Haven't read this whole thread but from my experience if you want to send your child two days a week now it's your choice, if your child is settled and happy then that's great, it can take a long time for some babies to get settled. I went back to work when my baby was 1, had no choice but to send her 4 days a week and sometimes she does long days. I have no family and support at all nearby and if I could do it again I would have loved to have sent her a bit earlier for a day or two to save my sanity. It took her a long time to settle and I have had many sleepless nights about whether I am doing the right thing but I need to work and she is now 2 1/2 and is absolutely thriving, loves nursery, chats away to me about her friends and what she's done and it's done wonders for her confidence. She really missed it during the first lockdown when it shut. Lots of family members have made comments to me about how much she is in nursery and I've just had to grow a thick skin (they don't offer free childcare which they had with me and my siblings!). The other positive for me is that she knows that Mummy works she has a little play laptop and she taps on it and says I'm working like mummy. Do what is right for you and your family. Maybe in an ideal world we would all be at home with our babies until school age and have enough money and then slide seamlessly back into our careers but in reality it doesn't work like that.

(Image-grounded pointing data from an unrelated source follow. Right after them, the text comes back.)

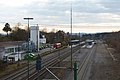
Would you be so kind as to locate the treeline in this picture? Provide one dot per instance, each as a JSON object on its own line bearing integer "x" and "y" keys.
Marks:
{"x": 18, "y": 34}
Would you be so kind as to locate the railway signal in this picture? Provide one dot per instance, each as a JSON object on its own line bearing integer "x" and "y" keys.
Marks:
{"x": 38, "y": 63}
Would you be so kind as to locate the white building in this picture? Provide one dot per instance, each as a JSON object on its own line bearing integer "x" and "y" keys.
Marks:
{"x": 34, "y": 35}
{"x": 12, "y": 51}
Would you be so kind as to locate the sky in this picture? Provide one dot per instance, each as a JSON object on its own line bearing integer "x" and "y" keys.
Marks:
{"x": 89, "y": 16}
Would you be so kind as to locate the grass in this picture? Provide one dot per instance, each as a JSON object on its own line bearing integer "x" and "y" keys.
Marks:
{"x": 11, "y": 68}
{"x": 14, "y": 67}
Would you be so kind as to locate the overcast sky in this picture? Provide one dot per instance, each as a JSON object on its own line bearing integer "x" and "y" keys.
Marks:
{"x": 88, "y": 15}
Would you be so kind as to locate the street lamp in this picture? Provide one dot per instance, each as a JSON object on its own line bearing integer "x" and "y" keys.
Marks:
{"x": 28, "y": 41}
{"x": 71, "y": 37}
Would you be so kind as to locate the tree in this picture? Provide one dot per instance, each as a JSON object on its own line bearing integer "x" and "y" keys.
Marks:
{"x": 7, "y": 28}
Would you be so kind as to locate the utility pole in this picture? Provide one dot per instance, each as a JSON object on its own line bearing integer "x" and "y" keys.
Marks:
{"x": 28, "y": 42}
{"x": 79, "y": 42}
{"x": 71, "y": 37}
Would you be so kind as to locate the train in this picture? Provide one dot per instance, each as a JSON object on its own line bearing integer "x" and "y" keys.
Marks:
{"x": 56, "y": 45}
{"x": 74, "y": 43}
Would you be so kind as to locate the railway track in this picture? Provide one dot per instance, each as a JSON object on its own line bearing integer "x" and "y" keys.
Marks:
{"x": 22, "y": 74}
{"x": 85, "y": 64}
{"x": 35, "y": 75}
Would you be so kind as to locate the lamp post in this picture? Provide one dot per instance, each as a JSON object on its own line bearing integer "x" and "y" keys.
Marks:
{"x": 28, "y": 41}
{"x": 71, "y": 37}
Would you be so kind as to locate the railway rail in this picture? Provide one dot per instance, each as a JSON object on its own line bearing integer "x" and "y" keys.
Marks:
{"x": 86, "y": 63}
{"x": 22, "y": 74}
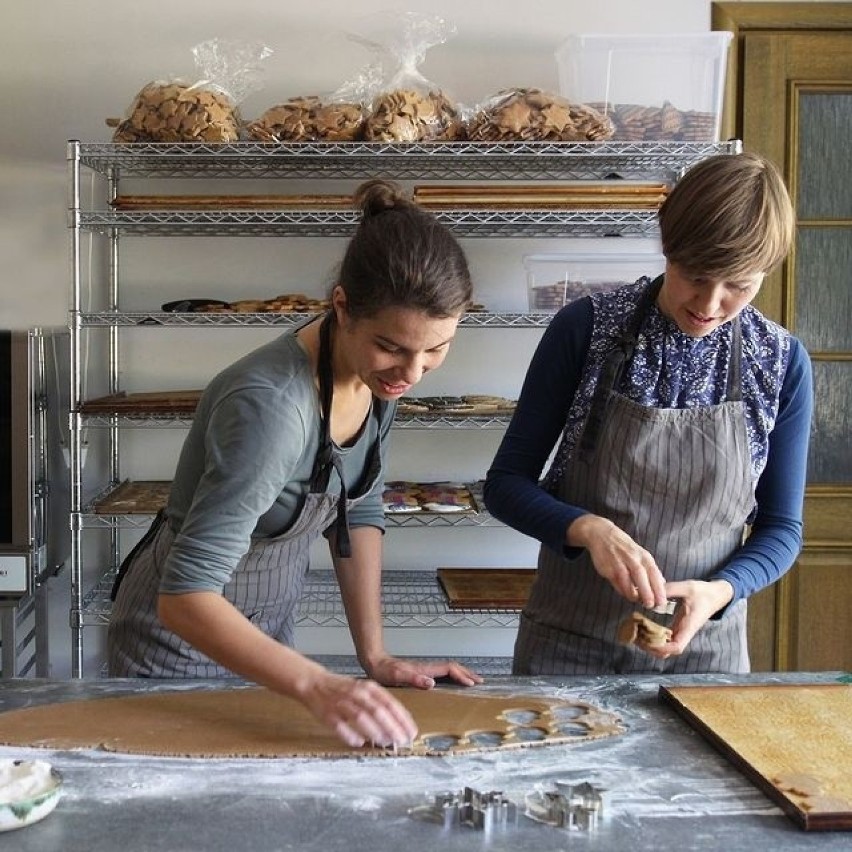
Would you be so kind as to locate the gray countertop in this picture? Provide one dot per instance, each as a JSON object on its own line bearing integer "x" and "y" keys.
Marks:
{"x": 669, "y": 788}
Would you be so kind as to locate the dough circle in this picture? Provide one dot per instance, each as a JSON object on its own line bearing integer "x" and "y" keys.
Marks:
{"x": 255, "y": 722}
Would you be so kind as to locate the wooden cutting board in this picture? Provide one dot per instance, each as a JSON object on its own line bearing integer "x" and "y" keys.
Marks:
{"x": 135, "y": 497}
{"x": 793, "y": 740}
{"x": 486, "y": 588}
{"x": 182, "y": 401}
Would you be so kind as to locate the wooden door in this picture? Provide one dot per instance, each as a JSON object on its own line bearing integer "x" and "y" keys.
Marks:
{"x": 789, "y": 96}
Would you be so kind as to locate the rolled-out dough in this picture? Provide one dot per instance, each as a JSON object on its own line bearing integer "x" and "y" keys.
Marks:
{"x": 255, "y": 722}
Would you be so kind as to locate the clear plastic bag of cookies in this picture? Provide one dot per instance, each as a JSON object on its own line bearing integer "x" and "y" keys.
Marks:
{"x": 337, "y": 117}
{"x": 534, "y": 115}
{"x": 205, "y": 110}
{"x": 409, "y": 107}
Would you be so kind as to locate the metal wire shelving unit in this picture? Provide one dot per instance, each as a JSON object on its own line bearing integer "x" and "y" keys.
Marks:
{"x": 113, "y": 163}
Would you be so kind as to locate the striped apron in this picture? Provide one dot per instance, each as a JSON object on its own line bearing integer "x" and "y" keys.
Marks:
{"x": 679, "y": 482}
{"x": 266, "y": 585}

Karmakarmachameleon · 18/02/2021 09:30

@Karmakarmachameleon if you can get past your ridiculous anger and inability to see points of view that don't say the OP is a bad mother. You'll notice that my answers advised the parents needed to change their hours.

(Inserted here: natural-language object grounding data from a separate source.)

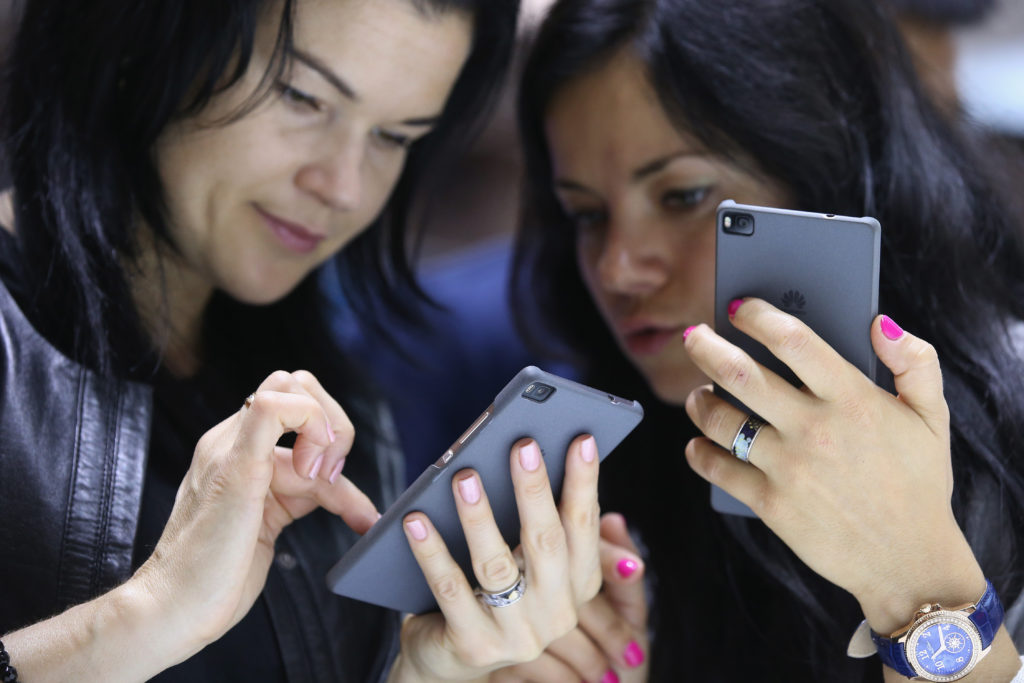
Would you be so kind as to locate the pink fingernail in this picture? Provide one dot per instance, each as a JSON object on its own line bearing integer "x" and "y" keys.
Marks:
{"x": 627, "y": 567}
{"x": 316, "y": 465}
{"x": 469, "y": 488}
{"x": 588, "y": 450}
{"x": 633, "y": 655}
{"x": 529, "y": 457}
{"x": 890, "y": 329}
{"x": 417, "y": 528}
{"x": 336, "y": 471}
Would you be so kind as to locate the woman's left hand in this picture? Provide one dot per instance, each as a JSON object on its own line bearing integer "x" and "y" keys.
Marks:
{"x": 855, "y": 480}
{"x": 610, "y": 644}
{"x": 558, "y": 556}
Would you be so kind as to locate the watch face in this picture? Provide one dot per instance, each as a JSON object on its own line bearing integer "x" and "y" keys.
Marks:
{"x": 943, "y": 647}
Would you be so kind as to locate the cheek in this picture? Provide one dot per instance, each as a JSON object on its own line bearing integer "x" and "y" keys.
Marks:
{"x": 588, "y": 252}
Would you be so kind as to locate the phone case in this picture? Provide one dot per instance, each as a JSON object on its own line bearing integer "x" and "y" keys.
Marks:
{"x": 380, "y": 568}
{"x": 822, "y": 268}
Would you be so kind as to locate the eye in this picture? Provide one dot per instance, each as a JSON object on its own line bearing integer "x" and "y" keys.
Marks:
{"x": 685, "y": 199}
{"x": 298, "y": 98}
{"x": 587, "y": 219}
{"x": 391, "y": 139}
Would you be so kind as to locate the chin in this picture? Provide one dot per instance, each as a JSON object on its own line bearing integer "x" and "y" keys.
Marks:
{"x": 261, "y": 293}
{"x": 674, "y": 387}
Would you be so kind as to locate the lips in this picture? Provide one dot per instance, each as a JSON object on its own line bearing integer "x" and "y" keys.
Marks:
{"x": 292, "y": 236}
{"x": 650, "y": 340}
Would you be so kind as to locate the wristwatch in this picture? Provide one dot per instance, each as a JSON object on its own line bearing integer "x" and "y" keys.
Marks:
{"x": 940, "y": 643}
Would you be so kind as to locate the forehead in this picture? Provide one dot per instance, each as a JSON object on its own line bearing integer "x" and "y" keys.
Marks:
{"x": 375, "y": 42}
{"x": 610, "y": 118}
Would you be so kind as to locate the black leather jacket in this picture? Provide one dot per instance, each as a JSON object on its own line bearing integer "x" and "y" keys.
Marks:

Ok, well done. You think both of them should take a pay cut while expecting a second child rather than commit the heinous crime of using FT nursery for three months.

I don’t think you’ve understood the OP’s situation properly, but I’m not going to explain again. I sincerely hope you are smarter about your own finances than your advice to the OP indicates.

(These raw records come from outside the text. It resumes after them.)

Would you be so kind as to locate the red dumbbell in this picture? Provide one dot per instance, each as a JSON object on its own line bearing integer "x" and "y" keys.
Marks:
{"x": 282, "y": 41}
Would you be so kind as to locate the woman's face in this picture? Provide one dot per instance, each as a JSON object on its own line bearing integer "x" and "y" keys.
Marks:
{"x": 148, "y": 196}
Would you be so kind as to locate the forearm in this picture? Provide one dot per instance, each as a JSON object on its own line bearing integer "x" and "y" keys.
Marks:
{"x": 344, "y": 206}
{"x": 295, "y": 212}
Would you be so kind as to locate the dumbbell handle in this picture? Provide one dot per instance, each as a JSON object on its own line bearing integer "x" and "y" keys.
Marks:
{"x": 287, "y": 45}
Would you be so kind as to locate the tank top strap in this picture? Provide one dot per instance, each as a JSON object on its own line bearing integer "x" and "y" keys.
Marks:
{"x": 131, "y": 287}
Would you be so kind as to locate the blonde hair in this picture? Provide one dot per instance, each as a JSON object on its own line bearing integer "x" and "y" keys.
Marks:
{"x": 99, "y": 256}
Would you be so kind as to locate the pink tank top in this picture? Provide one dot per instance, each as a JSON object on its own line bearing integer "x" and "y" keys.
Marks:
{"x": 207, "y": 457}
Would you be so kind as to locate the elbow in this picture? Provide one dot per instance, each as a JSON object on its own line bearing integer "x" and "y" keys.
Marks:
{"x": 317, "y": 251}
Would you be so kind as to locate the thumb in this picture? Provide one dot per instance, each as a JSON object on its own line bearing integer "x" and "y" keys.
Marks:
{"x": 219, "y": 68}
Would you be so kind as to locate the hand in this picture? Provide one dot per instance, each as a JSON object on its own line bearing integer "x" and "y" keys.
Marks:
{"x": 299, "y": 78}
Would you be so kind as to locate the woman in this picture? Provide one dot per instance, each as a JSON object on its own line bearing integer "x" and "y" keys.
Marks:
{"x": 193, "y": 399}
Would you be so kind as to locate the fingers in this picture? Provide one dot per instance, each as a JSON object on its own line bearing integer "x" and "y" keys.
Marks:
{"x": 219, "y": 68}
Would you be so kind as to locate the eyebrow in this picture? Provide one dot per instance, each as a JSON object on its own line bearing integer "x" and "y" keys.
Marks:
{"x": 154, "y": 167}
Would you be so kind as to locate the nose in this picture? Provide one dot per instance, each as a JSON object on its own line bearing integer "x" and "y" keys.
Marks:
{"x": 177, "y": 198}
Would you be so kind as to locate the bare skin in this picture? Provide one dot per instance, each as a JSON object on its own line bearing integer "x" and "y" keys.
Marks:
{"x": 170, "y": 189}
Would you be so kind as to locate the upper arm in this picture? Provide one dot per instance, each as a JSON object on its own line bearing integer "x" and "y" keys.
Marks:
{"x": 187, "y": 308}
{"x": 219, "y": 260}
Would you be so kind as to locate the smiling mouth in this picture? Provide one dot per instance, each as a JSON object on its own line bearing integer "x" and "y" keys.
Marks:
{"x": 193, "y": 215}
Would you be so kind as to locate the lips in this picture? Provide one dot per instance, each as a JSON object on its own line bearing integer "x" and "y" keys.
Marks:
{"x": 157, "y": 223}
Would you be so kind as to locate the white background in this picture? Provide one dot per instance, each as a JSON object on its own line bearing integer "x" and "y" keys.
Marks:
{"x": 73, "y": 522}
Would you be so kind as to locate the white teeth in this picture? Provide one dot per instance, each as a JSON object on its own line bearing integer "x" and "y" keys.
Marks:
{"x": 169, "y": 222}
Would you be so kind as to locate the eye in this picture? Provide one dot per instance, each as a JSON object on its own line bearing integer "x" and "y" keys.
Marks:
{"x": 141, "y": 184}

HaveringWavering · 18/02/2021 09:32

People can decide for all sorts of reasons not to have careers that require full time work. Lots of people are not really cut out for it and doing your own childcare is a perfectly legitimate use of your time. However it is deeply wrong to suggest that someone should give up or dial down a career that they love and are good at because children can’t go to childcare 5 days a week.

It is also hugely insulting to millions of women who have to work full time to make ends meet.

StepawayfromtheBiscuittin · 18/02/2021 09:37

@FTEngineerM the only people who matter here are you, your baby and your DH.
I went back to work when my youngest was six months old. She went to a childminder from 8.15am to 6pm and loved it. Her sister joined her at 8 months old.
Then when their brother was born I didn't go back for four years bar the odd project here and there.
Each time I made the decision based on what felt right for all of us at the time. That's what matters.

And I hear you on the DF comments. My dad pushed all of us children - all girls - to be ambitious. Told us we could do whatever we wanted. Then he couldn't understand why I didn't immediately want to give up my career as soon as I had children. Hmm Funnily now I wish I'd listened more to my mother who really understood what it was like to juggle it all.